Um desvio. «Havia luz, e agora há escuridão. Ainda há pouco estava aqui e agora vou para além. Para onde?» – e repare-se: assim que o protagonista expõe estas aflições segundo o arcaísmo conflituante entre luz e sombra, expondo-se ao medo do desconhecido, o narrador inclina a verve metafísica deste drama pessoal para o terror fisiológico do corpo, o plano vertiginoso do real sensível: «Sentiu um arrepio de frio, faltou-lhe o ar. Só ouvia as batidas do coração» (p. 63). À luz da tradição do romance realista, o gesto de Tolstoi acabaria por tornar contemporaneamente intempestivas as iluminuras de De humani corporis fabrica (1543), o primeiro grande atlas anatómico, pelo médico renascentista Andreas Vesalius (1514-1564). Dissecando um cadáver, expondo as vísceras, os órgãos e a estrutura óssea que a pele resguarda, Vesalius acabaria por desalojar a alma dos esconsos interiores do corpo humano. A interioridade fisiológica não abriga, afinal, qualquer reduto inefável do que possa ser a anima divinamente insuflada – há apenas o corpo, e o corpo apenas, como um resto sem equívoco, onde esplende o que há de anónimo e universal em cada identidade singular.

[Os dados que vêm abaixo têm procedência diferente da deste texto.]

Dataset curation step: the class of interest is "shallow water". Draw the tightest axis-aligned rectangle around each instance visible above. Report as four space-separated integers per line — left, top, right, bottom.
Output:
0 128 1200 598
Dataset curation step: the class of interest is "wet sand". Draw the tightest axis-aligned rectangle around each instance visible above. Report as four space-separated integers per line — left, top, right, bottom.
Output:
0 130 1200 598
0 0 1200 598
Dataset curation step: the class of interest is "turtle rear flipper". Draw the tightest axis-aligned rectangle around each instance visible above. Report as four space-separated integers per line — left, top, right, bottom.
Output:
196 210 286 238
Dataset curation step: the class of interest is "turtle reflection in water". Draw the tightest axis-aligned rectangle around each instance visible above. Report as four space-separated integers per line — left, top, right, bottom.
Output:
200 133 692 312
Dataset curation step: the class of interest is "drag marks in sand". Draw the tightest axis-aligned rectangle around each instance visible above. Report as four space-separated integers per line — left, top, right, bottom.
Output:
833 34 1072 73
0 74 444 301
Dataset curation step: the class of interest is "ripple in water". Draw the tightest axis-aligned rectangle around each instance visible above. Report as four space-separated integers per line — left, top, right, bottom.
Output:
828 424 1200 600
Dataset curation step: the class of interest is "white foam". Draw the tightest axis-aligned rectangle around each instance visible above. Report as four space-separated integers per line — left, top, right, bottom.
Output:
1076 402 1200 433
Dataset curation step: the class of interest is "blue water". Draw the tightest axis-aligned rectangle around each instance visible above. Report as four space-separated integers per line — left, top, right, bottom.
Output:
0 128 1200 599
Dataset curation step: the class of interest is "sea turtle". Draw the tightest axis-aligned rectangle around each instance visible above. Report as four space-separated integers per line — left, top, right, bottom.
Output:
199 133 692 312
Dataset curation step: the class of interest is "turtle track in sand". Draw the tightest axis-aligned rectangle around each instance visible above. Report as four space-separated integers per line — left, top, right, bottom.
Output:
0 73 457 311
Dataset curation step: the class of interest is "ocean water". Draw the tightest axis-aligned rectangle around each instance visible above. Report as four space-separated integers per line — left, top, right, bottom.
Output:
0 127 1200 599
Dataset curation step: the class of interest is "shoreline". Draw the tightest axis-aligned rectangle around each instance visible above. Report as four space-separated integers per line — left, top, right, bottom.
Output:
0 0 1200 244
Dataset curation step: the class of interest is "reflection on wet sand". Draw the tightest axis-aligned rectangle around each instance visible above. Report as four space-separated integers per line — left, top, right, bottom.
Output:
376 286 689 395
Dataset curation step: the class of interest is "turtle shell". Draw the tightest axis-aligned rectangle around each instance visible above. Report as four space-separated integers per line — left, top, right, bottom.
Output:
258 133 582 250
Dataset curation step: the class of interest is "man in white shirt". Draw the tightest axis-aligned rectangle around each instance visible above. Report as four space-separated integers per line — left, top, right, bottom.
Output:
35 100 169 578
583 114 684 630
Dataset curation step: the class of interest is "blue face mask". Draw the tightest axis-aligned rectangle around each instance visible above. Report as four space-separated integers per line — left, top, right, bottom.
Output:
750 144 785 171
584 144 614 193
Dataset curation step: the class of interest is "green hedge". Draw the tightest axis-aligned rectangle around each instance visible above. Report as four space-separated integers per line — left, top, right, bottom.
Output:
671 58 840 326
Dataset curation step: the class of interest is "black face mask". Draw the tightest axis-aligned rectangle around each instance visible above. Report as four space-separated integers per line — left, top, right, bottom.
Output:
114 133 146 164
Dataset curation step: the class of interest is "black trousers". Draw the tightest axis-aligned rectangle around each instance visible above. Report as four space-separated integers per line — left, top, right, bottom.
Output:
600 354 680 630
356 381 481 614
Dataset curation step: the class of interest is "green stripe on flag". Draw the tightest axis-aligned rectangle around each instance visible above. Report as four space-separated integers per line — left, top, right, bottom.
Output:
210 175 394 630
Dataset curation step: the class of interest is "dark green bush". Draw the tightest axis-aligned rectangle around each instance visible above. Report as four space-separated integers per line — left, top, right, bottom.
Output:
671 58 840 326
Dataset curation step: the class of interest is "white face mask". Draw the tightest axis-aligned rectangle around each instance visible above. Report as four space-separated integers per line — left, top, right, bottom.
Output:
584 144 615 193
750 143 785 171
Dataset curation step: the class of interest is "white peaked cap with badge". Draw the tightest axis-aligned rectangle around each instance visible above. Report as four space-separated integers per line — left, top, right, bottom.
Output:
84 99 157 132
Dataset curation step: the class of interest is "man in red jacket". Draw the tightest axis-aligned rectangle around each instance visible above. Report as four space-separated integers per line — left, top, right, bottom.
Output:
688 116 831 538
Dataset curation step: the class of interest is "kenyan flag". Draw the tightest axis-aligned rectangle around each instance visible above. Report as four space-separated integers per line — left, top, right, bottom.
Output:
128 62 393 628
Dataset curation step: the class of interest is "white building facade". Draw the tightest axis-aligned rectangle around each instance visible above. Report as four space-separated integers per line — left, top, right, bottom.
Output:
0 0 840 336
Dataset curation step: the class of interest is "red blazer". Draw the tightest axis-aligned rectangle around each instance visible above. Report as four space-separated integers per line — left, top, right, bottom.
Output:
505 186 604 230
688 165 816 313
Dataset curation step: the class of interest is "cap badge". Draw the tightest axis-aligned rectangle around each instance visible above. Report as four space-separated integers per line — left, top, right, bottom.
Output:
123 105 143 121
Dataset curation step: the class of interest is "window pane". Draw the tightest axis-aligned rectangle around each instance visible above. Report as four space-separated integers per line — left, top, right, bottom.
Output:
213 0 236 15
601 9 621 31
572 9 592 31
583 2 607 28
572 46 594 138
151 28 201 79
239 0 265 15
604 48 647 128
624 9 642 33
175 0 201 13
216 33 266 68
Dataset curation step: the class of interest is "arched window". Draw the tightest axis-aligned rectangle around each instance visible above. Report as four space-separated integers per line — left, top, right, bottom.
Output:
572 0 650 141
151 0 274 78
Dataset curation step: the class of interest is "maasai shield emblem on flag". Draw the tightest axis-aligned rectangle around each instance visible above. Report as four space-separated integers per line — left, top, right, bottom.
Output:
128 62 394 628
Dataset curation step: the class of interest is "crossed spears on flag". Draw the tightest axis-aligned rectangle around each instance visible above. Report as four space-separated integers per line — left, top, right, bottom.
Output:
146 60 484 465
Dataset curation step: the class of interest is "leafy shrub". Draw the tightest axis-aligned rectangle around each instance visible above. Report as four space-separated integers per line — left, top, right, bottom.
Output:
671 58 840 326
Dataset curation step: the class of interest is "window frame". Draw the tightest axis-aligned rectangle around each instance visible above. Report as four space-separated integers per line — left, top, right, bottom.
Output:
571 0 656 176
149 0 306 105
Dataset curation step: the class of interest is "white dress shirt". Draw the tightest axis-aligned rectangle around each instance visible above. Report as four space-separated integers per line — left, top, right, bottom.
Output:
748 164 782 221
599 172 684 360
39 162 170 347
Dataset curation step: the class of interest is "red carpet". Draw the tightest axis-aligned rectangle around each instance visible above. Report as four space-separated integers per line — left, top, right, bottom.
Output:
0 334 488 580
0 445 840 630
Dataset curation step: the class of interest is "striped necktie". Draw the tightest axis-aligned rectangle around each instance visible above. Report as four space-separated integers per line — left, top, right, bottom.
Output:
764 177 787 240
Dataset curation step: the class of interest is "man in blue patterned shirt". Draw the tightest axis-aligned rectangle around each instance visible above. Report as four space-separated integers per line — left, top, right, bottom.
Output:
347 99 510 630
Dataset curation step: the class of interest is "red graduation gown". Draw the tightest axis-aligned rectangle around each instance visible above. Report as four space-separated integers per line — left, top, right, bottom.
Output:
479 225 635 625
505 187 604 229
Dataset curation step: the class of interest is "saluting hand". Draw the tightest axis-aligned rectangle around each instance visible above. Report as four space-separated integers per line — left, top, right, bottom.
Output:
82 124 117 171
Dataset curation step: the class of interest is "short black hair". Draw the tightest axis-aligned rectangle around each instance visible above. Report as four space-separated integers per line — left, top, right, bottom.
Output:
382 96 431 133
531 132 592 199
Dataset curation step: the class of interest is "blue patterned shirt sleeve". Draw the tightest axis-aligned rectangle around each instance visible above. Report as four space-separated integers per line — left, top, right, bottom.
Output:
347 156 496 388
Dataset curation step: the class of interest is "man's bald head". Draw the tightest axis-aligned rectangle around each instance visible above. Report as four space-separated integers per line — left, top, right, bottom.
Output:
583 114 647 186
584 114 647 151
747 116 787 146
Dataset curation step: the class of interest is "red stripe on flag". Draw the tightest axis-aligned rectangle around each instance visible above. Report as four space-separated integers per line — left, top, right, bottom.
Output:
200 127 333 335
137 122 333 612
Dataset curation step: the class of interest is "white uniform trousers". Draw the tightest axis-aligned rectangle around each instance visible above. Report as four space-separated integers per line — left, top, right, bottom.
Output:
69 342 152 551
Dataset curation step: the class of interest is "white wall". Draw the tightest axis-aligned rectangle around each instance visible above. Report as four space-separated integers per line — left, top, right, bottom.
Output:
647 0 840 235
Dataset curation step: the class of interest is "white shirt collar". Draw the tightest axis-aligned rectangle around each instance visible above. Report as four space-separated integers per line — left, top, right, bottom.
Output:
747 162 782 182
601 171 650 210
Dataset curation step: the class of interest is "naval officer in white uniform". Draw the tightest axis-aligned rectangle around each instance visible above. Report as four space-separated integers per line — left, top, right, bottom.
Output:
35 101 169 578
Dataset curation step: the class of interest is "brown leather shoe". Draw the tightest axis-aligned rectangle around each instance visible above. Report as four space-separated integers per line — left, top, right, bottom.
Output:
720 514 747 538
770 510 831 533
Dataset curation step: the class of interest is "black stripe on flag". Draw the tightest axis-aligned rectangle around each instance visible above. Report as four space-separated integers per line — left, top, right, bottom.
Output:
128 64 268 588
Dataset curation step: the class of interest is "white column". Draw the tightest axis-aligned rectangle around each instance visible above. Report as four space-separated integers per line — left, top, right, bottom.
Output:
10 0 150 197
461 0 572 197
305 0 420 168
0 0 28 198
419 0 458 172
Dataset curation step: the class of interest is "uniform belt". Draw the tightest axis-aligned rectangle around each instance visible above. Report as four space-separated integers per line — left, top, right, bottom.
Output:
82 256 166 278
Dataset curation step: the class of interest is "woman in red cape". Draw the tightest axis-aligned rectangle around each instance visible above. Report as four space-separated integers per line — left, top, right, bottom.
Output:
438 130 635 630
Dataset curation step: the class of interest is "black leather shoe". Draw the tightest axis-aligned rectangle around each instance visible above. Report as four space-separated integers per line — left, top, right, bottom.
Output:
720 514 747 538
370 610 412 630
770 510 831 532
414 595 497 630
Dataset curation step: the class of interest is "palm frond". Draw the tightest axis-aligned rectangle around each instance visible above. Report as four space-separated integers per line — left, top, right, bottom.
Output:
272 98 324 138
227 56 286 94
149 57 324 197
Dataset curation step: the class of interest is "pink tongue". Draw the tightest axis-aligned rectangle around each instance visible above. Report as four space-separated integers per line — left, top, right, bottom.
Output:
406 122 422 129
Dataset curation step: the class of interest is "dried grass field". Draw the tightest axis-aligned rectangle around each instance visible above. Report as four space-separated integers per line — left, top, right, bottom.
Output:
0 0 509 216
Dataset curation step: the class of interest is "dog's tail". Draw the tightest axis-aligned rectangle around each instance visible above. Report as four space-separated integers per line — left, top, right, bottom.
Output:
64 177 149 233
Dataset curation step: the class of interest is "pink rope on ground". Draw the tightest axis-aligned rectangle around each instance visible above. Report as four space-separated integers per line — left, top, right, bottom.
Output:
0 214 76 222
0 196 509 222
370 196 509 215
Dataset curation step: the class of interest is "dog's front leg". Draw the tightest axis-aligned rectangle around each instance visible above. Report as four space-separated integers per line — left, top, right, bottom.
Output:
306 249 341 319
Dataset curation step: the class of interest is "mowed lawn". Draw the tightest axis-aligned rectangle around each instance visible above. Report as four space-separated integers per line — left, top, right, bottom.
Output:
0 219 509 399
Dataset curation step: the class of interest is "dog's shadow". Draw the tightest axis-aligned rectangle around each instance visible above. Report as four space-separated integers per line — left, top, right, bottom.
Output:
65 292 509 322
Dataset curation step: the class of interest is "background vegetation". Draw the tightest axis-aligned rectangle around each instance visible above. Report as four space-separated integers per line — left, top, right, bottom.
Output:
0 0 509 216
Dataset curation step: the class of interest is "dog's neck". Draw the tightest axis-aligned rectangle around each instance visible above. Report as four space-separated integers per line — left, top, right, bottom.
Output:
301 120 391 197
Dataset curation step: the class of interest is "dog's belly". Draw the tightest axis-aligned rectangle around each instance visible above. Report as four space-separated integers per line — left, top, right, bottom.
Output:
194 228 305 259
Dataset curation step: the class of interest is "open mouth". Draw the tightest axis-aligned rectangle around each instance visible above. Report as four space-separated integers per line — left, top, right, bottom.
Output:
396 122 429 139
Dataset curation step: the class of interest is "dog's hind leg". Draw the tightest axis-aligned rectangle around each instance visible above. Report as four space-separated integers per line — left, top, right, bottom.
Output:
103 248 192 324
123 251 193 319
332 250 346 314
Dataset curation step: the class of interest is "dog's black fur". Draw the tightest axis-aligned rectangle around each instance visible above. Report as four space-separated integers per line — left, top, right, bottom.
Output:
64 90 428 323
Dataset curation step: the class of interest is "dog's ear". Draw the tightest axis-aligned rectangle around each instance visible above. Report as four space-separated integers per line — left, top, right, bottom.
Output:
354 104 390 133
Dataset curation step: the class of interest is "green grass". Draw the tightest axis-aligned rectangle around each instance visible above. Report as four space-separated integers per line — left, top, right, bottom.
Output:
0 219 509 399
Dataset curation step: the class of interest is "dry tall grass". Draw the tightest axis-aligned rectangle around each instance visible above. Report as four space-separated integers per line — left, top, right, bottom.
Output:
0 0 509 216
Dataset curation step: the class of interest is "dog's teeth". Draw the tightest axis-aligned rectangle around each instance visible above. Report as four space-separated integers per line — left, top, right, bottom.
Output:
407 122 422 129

Se, por um lado, a contrapelo de uma mais óbvia morbidade jacente, as ilustrações de Vesalius optam por mostrar esqueletos e escorchados em efusivas danças, com os nervos e os tendões à mostra como quem exibe derradeiros triunfos, cantando glórias a uma vida secreta – a vida interior da ossatura sob o disfarce da carne –, por outro, seguindo a pista lançada por Peter Sloterdijk, esse vitalismo ósseo representado em De humani corporis fabrica acompanha a suspeita antropológica de que o humano, na verdade, pressente nunca ser apenas o que julga ser. A partir do momento em que vem ao mundo, o ser humano fica imediatamente votado a uma radical excentricidade ontológica: jamais coincidirá consigo mesmo, se este «consigo mesmo» permanece incapturável e irredutível a um centro fixo.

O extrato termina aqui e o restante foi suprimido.